Although this echoes the majority of reviews, and the general criticisms of the narration, I do think I have something to add that may put a cherry on top of the latter.

I hope you're sitting down: the word "Reformation" occurs many times in this book. Priority #1, 2, or 3 for audio production would probably be to make sure the narrator can say "Reformation" appropriately. (Disclaimer: I'm an American, but I think what I'm about to say applies to English as pronounced in all the major accents. Feel free to disregard if I'm wrong.)

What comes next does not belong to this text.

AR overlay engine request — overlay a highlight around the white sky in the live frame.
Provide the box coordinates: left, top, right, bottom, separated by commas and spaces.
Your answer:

You'd expect the narrator to say, "reh-fer-may-shun," "reh-fur-may-shun," or "reh-for-may-shun." Anne Flosnik goes with, as best I can render it, "REE-for-MAY-shon." This is what you'd get if you were trying to render each morpheme in the most precise possible way on its own...but that's just not how anyone (save her) pronounces it as a word. Additionally, she pronounces it with such apparent vocal...concentration or insistence that you get the impression that *she* knows she's got the yips over it.
I don't feel quite right trashing this apparently diligent narrator I don't know, but, honestly, that gets very distracting. If that were the only problem with the narration, I wouldn't bother noting it. The other reviewers, however, show why there's adequate grounds for adding this rock to the pile.